Eu não consigo respirar

Jester Furtado, professor

George Floyd verbalizou novamente o que tem sido a última frase de muitos negros e negras. No Brasil a única diferença é a passividade da sociedade que não se levanta para combater os crimes raciais, pior que isso, fazem coro para criticar as frágeis ações de combate, que emergem em meio a tanta dificuldade. Há apenas alguns dias o menino João Pedro foi assassinado por policiais dentro da sua própria casa no Rio de Janeiro, por volta de um ano o exército disparou 80 tiros em um músico negro que estava com a família, eu mesmo ainda quando universitário, fiquei detido durante um dia todo por acusação infundada e preconceituosa, não saí por falar a verdade nem sequer por ser ouvido, mas apenas porque tive o privilégio de ter um amigo advogado com pertencimento étnico inquestionável, se não fosse isso eu poderia ter ficado por lá uma semana, um mês ou quem sabe durante anos, engrossando a negra massa carcerária, mesmo sem ter cometido crime algum.

O Brasil foi o último país a abolir a escravatura e o fez sem nenhum tipo de reparação. A cada 23 minutos temos um jovem negro sendo assassinado, alguns não nem tem mãe para chorar sua morte. Mas ainda assim, somos acusados de vitimização, é compreensível, afinal não há argumento para contestar os dados e os fatos. Araucária não está isenta dessa realidade, por isso a importância de políticas de promoção de igualdade racial acontecerem de fato e não só no discurso, afinal todos nós precisamos respirar.

Vidas negras importam

Paulo Antônio dos
Santos, professor
aposentado

Ao nos depararmos com mais um caso de truculência homicida por parte da polícia americana, como no caso de George Floyd, que embora imobilizado e suplicando pelo direito de respirar, foi assassinado brutalmente por um policial branco, avaliamos que o comportamento de uma autoridade branca com relação a um cidadão negro, é recorrente em muitas partes do mundo.
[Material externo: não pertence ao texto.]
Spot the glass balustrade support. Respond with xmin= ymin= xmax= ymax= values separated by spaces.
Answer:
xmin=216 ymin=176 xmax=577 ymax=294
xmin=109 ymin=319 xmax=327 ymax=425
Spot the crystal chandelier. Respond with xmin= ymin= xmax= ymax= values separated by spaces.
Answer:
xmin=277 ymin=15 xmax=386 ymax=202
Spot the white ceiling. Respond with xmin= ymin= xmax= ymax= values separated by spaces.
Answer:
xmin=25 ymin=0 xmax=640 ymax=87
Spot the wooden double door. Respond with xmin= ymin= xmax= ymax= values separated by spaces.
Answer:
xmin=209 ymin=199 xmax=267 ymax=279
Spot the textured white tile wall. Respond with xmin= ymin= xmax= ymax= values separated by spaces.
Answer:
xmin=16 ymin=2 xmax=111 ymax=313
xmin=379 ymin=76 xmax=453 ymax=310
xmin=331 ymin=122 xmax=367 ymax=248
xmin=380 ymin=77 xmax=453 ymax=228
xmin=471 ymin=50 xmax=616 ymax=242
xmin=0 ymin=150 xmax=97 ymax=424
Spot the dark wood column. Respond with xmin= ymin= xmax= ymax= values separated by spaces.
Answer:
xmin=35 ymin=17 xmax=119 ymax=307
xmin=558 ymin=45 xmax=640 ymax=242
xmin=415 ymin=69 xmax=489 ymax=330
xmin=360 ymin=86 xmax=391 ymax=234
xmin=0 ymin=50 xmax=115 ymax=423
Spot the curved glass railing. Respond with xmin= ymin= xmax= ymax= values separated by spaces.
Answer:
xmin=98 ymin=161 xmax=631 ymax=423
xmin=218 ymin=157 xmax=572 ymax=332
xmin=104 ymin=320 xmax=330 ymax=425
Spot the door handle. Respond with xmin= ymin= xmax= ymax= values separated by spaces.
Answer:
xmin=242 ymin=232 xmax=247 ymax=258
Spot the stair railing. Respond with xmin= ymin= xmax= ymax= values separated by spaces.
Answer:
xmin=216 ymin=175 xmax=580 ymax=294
São muitos os casos registrados nos E.U.A., que se transformaram em comoção pública local e até mundial. Os negros clamam por respeito aos direitos civis e de políticas públicas de inserção deles nas flexibilizações de acesso. Somos hoje, 55% da população brasileira, mas sofremos de um processo de invisibilidade social. Acreditamos que através da educação, a população negra busca o caminho mais curto para conquistar aquele espaço que também lhe é de direito. No caso de Araucária, através do COMPIR – Conselho Municipal para Promoção da Igualdade Racial, buscamos através de projetos, implementar estas políticas públicas para pesquisar a verdadeira realidade das condições de vida da população negra. Melhor seria se ao invés de protestos com embates violentos nas ruas, fossem substituídos por debates em mesas de negociações com resultados satisfatórios para todas as partes. Somos mais humanos quando conseguimos tratar com respeito as nossas diferenças.

Não importa a cor da pele, somos todos iguais

Raquel Ferreira,
publicitária

Mesmo sendo negra, conquistei o título de Princesa do Comércio de Araucária. Concorri com tantas loiras, brancas, mas é claro que sofri racismo durante todo o concurso, e até mesmo no dia da revelação. Já enfrentei várias outras situações de preconceito, em filas de restaurantes e outros locais públicos, mas sem dúvida, a pior de todas aconteceu no passado, em uma loja aqui da cidade, quando fui trocar uma peça de roupa e suspeitaram que eu poderia estar tentando roubar. Foi humilhante ver as funcionárias e a gerente me apontando o dedo, me chamando de ‘nega do cabelo duro’, de que conheciam ‘tipinhos’ como eu. Triste demais pra mim, entrei em depressão, tomei remédios tarja preta, fui ao psicólogo e também ao psiquiatra. Mas graças a Deus me levantei, voltei para a corrida e aos poucos fui deixando aquele episódio para trás. Hoje tenho marcas, mas sei lidar com elas. Vejo nos cenários de preconceito como este recente, dos Estados Unidos, a necessidade urgente de campanhas, ações, ou mesmo um plano educacional, porque a conscientização tem que começar ainda na escola, sendo que as crianças caucasianas precisam aprender que somos todos iguais, independente da cor da pele. Esse papel de educar os filhos contra o preconceito racial é dos próprios pais, mas infelizmente, não estamos vendo isso acontecer. O próprio adulto, que de repente tenha tido o preconceito incutido na sua mente desde cedo, também precisa mudar.